Alles, was Du über Voyeurismus wissen musst

Von der Lust, andere Menschen zu beobachten

Voyeurismus-Erklaerung
In diesem Artikel

Das attraktive Pärchen von nebenan treibt es ganz ungeniert vor seinem gut einsehbaren Wohnzimmerfenster. Da geht es wild zur Sache: Doggy-Style, ein wenig Cunnilingus hier, ein schneller Blowjob da und Sextoys dürfen natürlich auch nicht fehlen – was für eine Show!

Wer würde da nicht mal einen kurzen Blick riskieren, wenn sich ihm eine derartig pikante Szene direkt vor der Nase bietet? Einigen Männern, aber auch Frauen, geht es jedoch gerade und stets darum, andere Personen nackt oder beim Sex zu beobachten, selbst wenn diese sich nicht offenherzig vor dem Fenster zeigen, sondern sich im Gegenteil in einer sehr privaten Situation befinden. Hierdurch erfahren sie eine ungemeine Erregung. Diese Männer und Frauen werden auch als Voyeure bzw. Voyeurinnen bezeichnet. Was sich genau hinter diesem Begriff verbirgt, klären wir in diesem Artikel.

Was bedeutet Voyeurismus?

Das Wort “Voyeurismus” stammt aus dem Französischen und leitet sich von dem Verb “voir” für “sehen” oder “voyeur” für eine sehende Person ab. Ein Voyeur/eine Voyeurin ist also jemand, der durch das heimliche Anschauen von Menschen, die Sex haben, sich entkleiden oder Masturbieren, sexuell erregt wird.

Zu einem Kontakt zwischen Voyeur/Voyeurin und Beobachtetem kommt es im Normalfall nicht, denn der Reiz des Voyeurismus liegt gerade darin, sich anderen nicht zu offenbaren. Auch entsteht durch die Gefahr des Entdecktwerdens eine große Spannung. Die Vorstellung, dass sie tatsächlich jemand erwischt, erschreckt jedoch die meisten Voyeure/Voyeurinnen.

Gründe für die Entstehung einer voyeuristischen Neigung sind vielfältig und noch nicht gänzlich wissenschaftlich ergründet. So kann es sein, dass ein Voyeur/eine Voyeurin etwa aufgrund einer erektilen Dysfunktion, Behinderung oder sonstigen Krankheit selbst keine Sexualität ausleben kann und daher in die Rolle des/der Beobachtenden schlüpft. Auch mangelndes Selbstbewusstsein oder Beziehungsangst können Voyeurismus bestärken.

Was machen Voyeure genau?

Obwohl tendenziell mehr Männer als Frauen zum Voyeurismus neigen, gibt es natürlich auch weibliche Spanner. So beispielsweise Iris, die sich im Jahre 2006 bei “Domian” meldete und diesem von ihrer Neigung erzählte: “Ich gehe gerne in Swingerclubs und guck da gerne anderen zu.” So besuche die 47-Jährige derartige Etablissements gerne allein, mit FreundInnen oder Blind Dates, um im schwarzen Minikleidchen Paare beim Akt zu beobachten.

“Ich habe mich davor kaum mal an den FKK-Strand getraut”, so die bekennende Voyeurin. “Ich habe im Swingerclub eine Frau kennengelernt (…) Ich hab mich gar nichts getraut am Anfang und sie hat mich einfach an die Hand genommen und gesagt, du kommst jetzt mit. Sie machte das an, dass ich zuguckte, und mich machte das Zugucken an. Und das habe ich dann gemerkt, dass das viel schöner ist, als selber irgendwas zu tun.”

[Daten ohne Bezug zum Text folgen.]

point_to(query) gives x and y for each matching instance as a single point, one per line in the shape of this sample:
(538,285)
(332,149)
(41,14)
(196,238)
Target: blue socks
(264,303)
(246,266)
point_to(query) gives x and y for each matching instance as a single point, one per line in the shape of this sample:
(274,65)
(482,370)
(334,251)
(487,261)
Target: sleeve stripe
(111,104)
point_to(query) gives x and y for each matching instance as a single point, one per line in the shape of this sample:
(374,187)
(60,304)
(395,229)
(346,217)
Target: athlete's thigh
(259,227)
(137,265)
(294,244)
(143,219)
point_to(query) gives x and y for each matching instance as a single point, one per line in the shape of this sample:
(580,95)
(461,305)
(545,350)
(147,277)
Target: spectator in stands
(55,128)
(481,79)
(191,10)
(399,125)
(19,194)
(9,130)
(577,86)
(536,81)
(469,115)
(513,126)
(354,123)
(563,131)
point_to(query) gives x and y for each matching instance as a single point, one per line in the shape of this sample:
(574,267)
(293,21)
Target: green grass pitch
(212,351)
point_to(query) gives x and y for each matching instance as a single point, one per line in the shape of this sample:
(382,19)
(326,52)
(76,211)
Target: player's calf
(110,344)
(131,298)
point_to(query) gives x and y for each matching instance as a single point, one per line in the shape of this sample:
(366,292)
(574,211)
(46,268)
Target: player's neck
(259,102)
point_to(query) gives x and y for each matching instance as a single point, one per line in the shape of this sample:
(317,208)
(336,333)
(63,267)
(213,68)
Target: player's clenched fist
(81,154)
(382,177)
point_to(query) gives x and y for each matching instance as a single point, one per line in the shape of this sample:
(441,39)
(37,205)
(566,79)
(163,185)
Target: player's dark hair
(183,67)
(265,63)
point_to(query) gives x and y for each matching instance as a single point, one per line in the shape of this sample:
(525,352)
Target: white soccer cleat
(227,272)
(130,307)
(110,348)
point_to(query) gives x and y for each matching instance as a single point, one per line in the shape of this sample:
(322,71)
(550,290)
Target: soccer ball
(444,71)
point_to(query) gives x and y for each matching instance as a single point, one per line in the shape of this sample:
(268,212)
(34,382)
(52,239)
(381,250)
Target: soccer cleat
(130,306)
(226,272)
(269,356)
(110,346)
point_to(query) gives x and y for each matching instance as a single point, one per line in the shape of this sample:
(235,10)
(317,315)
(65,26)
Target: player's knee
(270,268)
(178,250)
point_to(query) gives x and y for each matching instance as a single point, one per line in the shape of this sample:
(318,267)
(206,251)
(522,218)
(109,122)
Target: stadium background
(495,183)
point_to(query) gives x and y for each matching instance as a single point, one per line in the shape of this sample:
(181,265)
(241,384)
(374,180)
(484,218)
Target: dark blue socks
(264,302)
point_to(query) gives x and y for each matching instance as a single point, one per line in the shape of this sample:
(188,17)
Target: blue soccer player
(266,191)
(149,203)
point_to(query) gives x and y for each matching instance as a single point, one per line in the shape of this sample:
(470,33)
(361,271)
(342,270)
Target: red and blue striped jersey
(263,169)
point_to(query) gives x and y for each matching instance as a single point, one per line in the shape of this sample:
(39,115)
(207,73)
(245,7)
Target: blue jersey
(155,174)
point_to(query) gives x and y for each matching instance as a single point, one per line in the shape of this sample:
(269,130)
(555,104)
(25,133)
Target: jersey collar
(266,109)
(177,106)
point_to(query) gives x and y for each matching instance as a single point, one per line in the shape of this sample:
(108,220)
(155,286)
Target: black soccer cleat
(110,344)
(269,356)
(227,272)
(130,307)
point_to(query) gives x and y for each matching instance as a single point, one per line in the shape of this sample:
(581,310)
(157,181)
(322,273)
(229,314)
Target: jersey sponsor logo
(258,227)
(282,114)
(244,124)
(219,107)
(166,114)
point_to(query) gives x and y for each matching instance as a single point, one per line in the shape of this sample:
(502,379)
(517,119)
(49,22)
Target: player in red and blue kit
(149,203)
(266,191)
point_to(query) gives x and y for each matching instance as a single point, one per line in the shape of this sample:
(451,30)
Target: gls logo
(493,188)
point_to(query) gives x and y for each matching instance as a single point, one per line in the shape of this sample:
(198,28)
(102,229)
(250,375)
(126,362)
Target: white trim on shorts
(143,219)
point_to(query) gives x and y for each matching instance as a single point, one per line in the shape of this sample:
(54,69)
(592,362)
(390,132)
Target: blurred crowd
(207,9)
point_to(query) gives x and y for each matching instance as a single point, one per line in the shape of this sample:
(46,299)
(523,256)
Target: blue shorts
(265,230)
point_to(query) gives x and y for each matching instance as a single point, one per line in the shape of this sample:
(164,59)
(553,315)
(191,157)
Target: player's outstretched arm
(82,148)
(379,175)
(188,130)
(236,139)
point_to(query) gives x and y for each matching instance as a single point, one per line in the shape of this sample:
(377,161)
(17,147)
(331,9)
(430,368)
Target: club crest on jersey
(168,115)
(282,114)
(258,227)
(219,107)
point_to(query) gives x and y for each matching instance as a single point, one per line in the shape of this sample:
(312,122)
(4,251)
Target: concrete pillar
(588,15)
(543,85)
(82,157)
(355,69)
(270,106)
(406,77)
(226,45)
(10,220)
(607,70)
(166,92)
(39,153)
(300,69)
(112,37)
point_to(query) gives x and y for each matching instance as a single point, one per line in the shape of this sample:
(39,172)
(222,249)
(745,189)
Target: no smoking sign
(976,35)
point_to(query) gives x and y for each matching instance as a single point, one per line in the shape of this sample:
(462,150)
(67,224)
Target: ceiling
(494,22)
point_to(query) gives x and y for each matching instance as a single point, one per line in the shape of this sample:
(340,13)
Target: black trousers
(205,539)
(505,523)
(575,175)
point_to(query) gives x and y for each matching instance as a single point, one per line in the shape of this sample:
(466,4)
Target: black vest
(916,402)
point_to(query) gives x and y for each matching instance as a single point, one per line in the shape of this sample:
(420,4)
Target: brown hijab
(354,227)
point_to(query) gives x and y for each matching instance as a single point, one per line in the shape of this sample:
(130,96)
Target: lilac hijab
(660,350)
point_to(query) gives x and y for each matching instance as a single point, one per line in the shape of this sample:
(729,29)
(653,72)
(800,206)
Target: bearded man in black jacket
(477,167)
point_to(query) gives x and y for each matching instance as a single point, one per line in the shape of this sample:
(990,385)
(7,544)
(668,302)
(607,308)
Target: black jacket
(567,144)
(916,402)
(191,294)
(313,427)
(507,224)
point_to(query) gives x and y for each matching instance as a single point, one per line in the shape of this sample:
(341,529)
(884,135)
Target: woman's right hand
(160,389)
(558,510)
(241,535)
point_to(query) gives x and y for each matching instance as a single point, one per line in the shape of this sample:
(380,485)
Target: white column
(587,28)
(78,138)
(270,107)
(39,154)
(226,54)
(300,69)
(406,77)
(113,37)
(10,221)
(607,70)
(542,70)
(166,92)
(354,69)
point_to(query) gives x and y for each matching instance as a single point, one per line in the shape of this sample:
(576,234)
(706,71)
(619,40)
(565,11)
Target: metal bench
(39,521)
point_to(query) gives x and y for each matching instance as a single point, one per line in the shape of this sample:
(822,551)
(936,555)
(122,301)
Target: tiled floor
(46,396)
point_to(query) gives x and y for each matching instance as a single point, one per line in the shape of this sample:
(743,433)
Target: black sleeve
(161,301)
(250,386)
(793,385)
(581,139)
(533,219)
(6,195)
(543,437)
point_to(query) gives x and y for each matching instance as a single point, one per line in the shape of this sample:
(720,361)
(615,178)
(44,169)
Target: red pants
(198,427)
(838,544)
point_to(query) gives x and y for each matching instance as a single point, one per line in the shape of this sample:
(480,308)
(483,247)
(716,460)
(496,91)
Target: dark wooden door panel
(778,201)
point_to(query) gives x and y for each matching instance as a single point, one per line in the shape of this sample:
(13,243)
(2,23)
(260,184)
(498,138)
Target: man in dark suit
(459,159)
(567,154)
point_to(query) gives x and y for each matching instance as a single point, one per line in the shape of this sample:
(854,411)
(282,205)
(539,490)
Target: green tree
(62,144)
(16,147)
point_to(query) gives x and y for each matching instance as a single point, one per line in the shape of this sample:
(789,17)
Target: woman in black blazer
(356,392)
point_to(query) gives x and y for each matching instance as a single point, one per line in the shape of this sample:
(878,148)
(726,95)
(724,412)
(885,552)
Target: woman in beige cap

Zwei weitere Frauen erzählten dem Talkmaster zudem, dass sie Opfer von Voyeuren wurden. In diesem Zusammenhang entdeckte Ingrid bzw. ihr Schwiegersohn in spe, dass der Vermieter ihrer Ferienwohnung in einer Wanduhr Kamera und Mikrofon versteckt hatte, um seine Feriengäste zu beobachten. Bettina wurde dahingegen ganz ohne Hilfsmittel bespannt. Der Voyeur, der sie heimlich beobachtete, stand vielmehr im Verborgenen vor ihrer Terrassentür, was Bettina dadurch bemerkte, dass sich Fußspuren in ihren Beeten abzeichneten und plötzlich Streichhölzer in den Jalousien steckten. Während Ingrid den Vermieter anzeigte, hat sich Bettina in ihren Spanner verliebt und führt nun mit ihm eine Beziehung.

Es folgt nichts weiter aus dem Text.